High carbon monoxide (CO) gas tensions (> 500 Torr) at normoxic PO2 (125-140 Torr) stimulates carotid chemosensory discharge in the perfused carotid body (CB) in the absence but not in the presence of light. According to a metabolic hypothesis of O-2 chemoreception, the increased chemosensory discharge should correspond to a photoreversible decrease of O-2 consumption, unlike a non-respiratory hypothesis.

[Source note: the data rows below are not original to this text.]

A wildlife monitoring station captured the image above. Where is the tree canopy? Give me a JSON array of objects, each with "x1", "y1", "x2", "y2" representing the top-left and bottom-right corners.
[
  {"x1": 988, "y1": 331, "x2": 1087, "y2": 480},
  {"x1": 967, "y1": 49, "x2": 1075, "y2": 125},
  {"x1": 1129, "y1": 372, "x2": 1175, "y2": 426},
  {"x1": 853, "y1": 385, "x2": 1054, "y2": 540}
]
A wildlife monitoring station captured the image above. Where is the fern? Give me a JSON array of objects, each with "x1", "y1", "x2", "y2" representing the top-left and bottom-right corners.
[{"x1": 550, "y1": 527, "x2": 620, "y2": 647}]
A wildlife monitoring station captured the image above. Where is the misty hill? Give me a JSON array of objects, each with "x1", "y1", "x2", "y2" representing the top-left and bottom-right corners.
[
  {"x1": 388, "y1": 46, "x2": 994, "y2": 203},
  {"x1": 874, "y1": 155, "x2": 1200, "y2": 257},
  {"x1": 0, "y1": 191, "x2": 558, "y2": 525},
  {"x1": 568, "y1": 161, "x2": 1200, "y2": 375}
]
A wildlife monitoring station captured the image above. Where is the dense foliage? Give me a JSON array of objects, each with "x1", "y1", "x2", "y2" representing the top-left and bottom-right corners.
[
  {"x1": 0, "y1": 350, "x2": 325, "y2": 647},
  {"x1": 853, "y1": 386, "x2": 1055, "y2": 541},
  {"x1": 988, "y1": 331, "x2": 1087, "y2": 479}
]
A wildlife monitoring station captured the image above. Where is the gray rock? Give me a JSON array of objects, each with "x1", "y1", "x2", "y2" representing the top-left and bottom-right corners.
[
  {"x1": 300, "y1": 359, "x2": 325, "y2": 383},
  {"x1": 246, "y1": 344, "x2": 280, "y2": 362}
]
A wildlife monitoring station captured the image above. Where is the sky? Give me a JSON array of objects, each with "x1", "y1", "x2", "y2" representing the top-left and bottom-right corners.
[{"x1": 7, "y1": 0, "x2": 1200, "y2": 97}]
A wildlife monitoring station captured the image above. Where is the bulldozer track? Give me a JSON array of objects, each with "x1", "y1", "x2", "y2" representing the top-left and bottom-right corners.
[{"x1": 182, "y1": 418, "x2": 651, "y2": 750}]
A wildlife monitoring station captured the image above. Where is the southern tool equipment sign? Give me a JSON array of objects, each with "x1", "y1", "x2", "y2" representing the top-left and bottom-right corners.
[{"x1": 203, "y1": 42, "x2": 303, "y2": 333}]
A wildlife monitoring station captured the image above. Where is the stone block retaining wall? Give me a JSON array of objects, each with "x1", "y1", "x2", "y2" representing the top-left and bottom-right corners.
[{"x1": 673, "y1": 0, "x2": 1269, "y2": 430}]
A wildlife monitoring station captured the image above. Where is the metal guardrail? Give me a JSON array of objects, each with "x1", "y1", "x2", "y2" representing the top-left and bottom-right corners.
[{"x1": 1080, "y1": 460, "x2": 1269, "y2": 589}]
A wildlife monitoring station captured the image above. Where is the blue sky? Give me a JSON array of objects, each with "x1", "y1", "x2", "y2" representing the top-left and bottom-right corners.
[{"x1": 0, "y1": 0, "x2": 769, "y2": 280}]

We tested the respiratory vs. non-respiratory hypotheses of O-2 chemoreception in the cat CB by measuring the effect of high CO2 Experiments were conducted using CBs perfused and superfused in vitro with high CO in normoxic, normocapnic cell-free CO2-HCO3- buffer solution at 37 degrees C. Simultaneous measurements of the rate of O-2 disappearance with recessed PO2 microelectrodes and chemosensory discharge were made after flow interruption with and without CO in the perfusate. The control O-2 disappearance rate without CO was -3.66 +/- 0.43 (S.E.) Torr/s (100 measurements in 12 cat CBs). In the dark, high CO reduced the O-2 disappearance rate to -2.35 +/- 0.33 Torr/s, or 64.2 +/- 9.0% of control (P < 0.005, 34 measurements). High CO was excitatory in the dark, with an increase in baseline neural discharge from 129.2 +/- 47.0 to 399.3 +/- 49.1 impulses per s (P < 0.0001), and maximum discharge rate of 659 +/- 76 impulses/s (N.S. compared to control) during now interruption. During perfusion with high CO in the light, there were no significant differences in baseline neural discharge or in the maximum neural discharge after now interruption, and little effect on O-2 metabolism (88.8 +/- 11.5% of control, N.S., 29 measurements). Thus the photoreversible decrease of O-2 consumption and chemosensory excitation in the CO-treated CB is consistent with the metabolic theory of O-2 chemoreception.